We had discussed the various fundamental issues affecting engagement in online communities. Once you’ve taken a hold of them, you need to work towards making it easy for members to contribute effectively. There are broadly a few reasons why people make their first contribution to a community. Enquiring to solve a problem or a feature, learning, increasing status, trying to fit into the group, or exploring with a group of like-minded friends are the chief ones amongst them.
This can be reverse-engineered to ponder about what makes some people simply stay, but never contribute?
This boils down to:
1) Lack of Insight to Question. This happens when members refrain from asking a genuine question in the community out of the fear of losing credibility or are simply shy.
2) Lack of Expertise. This happens when the members are simply underconfident or actually ill-trained to contribute to the community. They are probably unable to create witty content or don’t possess the know-how of how to do so.
3) Lack of belief that engagement will increase their status. A lot many members fear that their contributions or posts in a community may not be appreciated as nicely as they would want and would therefore not increase their social status.

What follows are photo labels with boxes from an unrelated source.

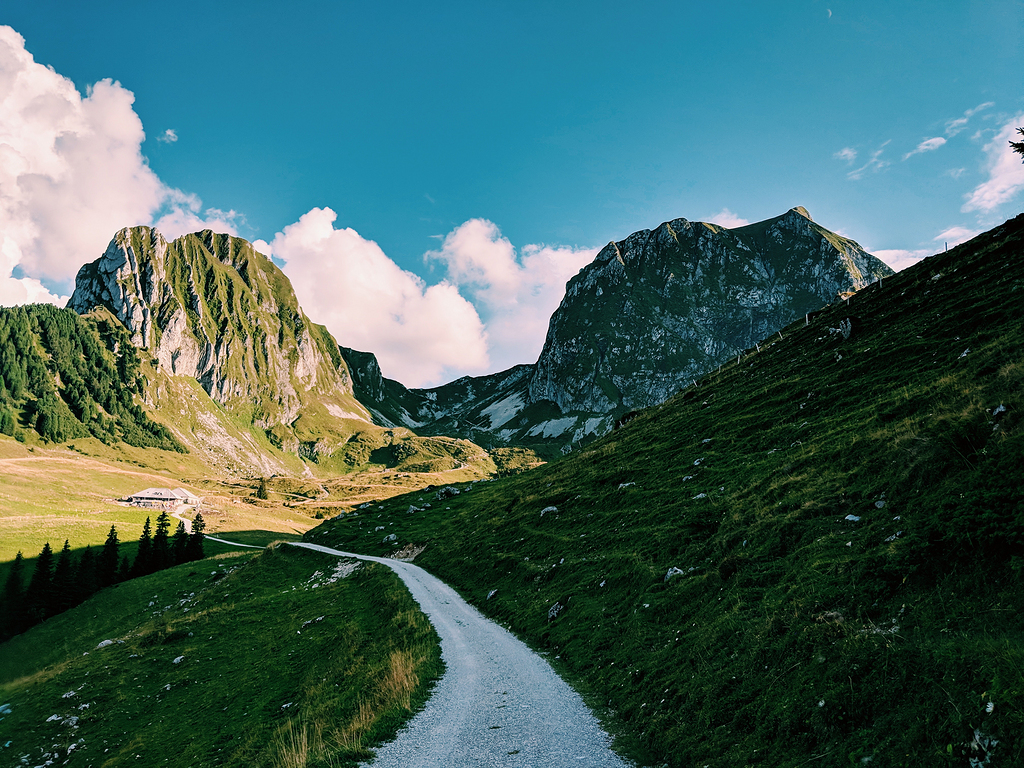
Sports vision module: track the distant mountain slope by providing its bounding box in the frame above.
[306,214,1024,768]
[342,208,892,453]
[69,226,493,476]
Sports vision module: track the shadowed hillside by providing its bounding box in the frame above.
[306,215,1024,768]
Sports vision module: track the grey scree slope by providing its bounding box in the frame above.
[292,542,629,768]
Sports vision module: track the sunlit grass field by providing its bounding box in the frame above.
[0,546,441,768]
[306,216,1024,768]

This is one of the biggest reasons for the motivational loss and stems from many reasons, including the communities’ own average engagement scenes.

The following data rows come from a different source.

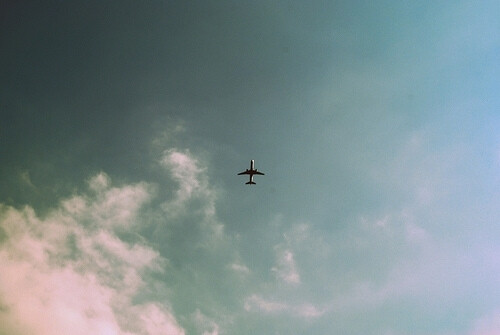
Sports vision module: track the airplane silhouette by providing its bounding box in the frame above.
[238,159,264,185]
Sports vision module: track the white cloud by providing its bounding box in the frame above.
[161,149,224,246]
[230,263,250,275]
[192,309,220,335]
[0,173,184,335]
[469,309,500,335]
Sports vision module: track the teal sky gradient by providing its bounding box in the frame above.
[0,0,500,335]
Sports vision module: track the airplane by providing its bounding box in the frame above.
[238,159,264,185]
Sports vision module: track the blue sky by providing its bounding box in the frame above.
[0,1,500,335]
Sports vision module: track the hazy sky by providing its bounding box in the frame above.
[0,0,500,335]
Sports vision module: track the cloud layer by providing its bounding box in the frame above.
[0,173,185,335]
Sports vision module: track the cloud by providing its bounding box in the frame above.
[271,248,300,285]
[469,309,500,335]
[0,173,185,335]
[245,294,326,319]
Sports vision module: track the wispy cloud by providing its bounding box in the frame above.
[469,309,500,335]
[271,248,300,285]
[0,173,184,335]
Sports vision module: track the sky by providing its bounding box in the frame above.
[0,0,500,335]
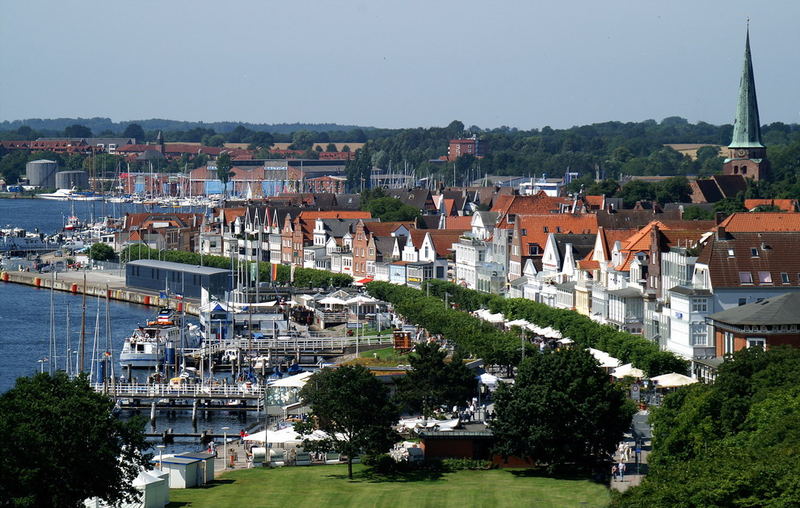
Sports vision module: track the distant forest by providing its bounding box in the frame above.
[0,117,800,198]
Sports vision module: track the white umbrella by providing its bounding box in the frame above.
[506,319,530,328]
[650,372,697,388]
[345,295,378,305]
[611,363,644,379]
[317,296,347,305]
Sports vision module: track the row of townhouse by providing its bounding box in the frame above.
[454,206,800,374]
[200,206,472,287]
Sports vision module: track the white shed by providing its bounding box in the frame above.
[161,457,203,489]
[175,452,214,485]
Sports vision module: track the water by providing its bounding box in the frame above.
[0,199,205,234]
[0,199,257,453]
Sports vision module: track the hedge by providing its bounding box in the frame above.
[367,280,688,377]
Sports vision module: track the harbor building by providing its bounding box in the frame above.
[125,259,231,298]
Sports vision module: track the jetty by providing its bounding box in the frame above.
[0,270,200,316]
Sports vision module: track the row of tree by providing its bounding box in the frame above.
[367,280,688,376]
[614,348,800,508]
[119,244,353,288]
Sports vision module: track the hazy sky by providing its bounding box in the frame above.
[0,0,800,129]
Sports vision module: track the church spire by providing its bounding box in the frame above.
[728,24,764,148]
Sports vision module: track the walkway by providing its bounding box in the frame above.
[611,411,652,492]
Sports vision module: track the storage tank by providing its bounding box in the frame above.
[25,159,58,189]
[56,171,89,189]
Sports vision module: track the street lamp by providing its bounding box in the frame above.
[156,445,166,471]
[222,427,230,469]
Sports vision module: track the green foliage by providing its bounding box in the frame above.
[0,372,149,507]
[492,349,635,469]
[376,280,688,376]
[615,348,800,507]
[64,124,92,138]
[122,123,145,143]
[361,197,422,222]
[294,365,400,479]
[89,243,116,261]
[119,244,353,288]
[714,197,747,217]
[397,342,477,417]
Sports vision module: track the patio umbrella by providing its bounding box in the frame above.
[650,372,697,388]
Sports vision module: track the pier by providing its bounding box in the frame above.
[0,270,200,316]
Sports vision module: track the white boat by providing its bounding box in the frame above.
[38,189,75,201]
[119,309,199,367]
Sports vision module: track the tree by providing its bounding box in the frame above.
[362,197,422,222]
[492,349,634,470]
[89,243,116,261]
[64,123,92,138]
[294,365,400,479]
[122,123,145,142]
[217,152,233,197]
[681,206,714,220]
[0,372,150,506]
[398,342,477,417]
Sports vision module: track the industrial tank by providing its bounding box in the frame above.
[56,171,89,189]
[25,159,58,189]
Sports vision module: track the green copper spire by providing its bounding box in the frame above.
[728,26,764,148]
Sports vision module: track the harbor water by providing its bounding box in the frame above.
[0,199,258,453]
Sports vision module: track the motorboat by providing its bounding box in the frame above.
[119,309,200,367]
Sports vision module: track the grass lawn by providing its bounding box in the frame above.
[169,465,609,508]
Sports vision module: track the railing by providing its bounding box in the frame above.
[92,383,264,399]
[186,336,393,356]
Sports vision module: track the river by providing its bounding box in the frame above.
[0,199,256,453]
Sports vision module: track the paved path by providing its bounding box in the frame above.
[611,411,652,492]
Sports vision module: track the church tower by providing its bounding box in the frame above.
[722,26,769,180]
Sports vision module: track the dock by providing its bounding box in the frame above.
[0,270,200,316]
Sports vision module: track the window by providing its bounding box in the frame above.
[722,332,733,355]
[692,298,708,312]
[691,322,706,346]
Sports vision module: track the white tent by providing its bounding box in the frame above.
[317,296,347,305]
[611,363,644,379]
[506,319,530,328]
[345,295,378,305]
[269,372,313,388]
[650,372,697,388]
[589,348,622,369]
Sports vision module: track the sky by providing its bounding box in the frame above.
[0,0,800,129]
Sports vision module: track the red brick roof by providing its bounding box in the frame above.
[697,232,800,289]
[744,199,798,212]
[719,212,800,233]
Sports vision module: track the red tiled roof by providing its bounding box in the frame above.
[744,199,798,213]
[719,212,800,233]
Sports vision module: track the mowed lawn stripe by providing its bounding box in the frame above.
[170,465,609,508]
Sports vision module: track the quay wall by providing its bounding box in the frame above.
[0,271,200,316]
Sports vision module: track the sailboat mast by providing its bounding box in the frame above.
[78,273,86,374]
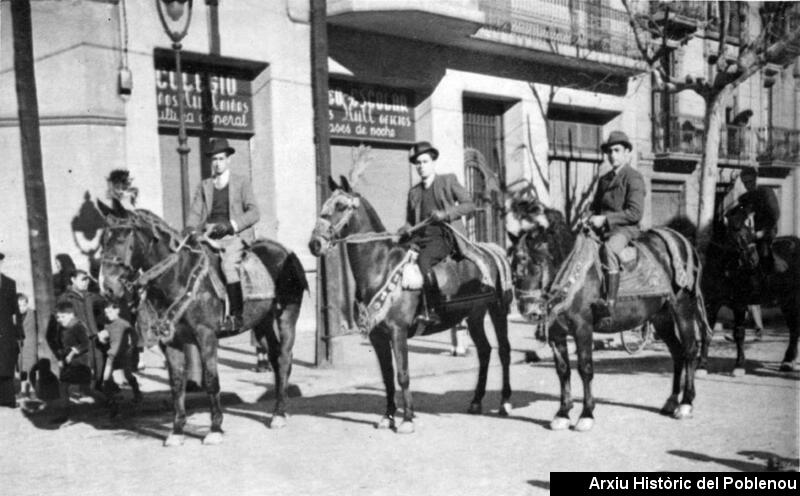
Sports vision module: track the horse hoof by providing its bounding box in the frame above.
[575,417,594,432]
[397,420,414,434]
[672,404,692,420]
[203,432,222,446]
[164,434,184,448]
[269,415,286,429]
[550,417,569,431]
[375,416,394,429]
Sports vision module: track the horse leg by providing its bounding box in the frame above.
[489,303,511,417]
[673,296,706,419]
[392,324,414,434]
[369,326,397,429]
[467,311,492,414]
[263,304,300,429]
[161,344,186,447]
[732,305,746,377]
[550,326,572,431]
[575,323,595,432]
[780,290,800,372]
[697,300,722,375]
[652,309,683,415]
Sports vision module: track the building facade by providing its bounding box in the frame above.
[0,0,800,308]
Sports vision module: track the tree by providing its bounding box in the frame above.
[622,0,800,248]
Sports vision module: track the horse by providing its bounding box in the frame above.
[512,205,711,431]
[98,201,308,446]
[309,177,511,434]
[700,205,800,376]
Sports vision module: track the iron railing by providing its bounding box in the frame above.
[653,115,752,160]
[478,0,641,59]
[758,127,800,163]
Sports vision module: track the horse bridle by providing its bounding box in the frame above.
[314,193,361,244]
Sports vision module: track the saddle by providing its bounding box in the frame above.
[203,239,275,301]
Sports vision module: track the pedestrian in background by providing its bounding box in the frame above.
[53,300,92,423]
[58,269,105,392]
[100,301,142,413]
[0,253,21,408]
[17,293,39,396]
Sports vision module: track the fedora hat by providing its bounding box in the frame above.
[600,131,633,153]
[408,141,439,163]
[206,138,236,157]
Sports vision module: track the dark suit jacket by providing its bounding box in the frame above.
[0,274,21,377]
[591,165,646,239]
[406,174,475,234]
[186,172,260,243]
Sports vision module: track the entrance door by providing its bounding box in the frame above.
[464,98,506,246]
[159,134,251,229]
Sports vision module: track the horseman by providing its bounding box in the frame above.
[184,138,260,332]
[399,141,475,324]
[739,167,781,273]
[589,131,645,331]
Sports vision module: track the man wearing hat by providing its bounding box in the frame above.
[400,141,475,323]
[0,253,22,408]
[589,131,646,330]
[185,138,260,332]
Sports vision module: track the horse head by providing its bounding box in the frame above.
[97,200,174,298]
[725,204,758,270]
[308,177,372,257]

4) Fear of Nothing. In many communities, there is no danger of exclusion due to inactivity. This simply results in the fact that members don’t show urgency.
5) Disappasionate Members. This arises when members of the community are simply not interested enough in the topic to indulge in conversations with other community members. This is an issue that is persistent while taking into consideration long-term participation.
A community manager should interview and survey the people who visit to see what stops them from engaging. Alternatively, different ideas can be implemented in stages and based on the outputs, more such ideas can be planned. They may be flash events, quizzes, AMA sessions, etc. Tip: it’s usually best to work from the top down.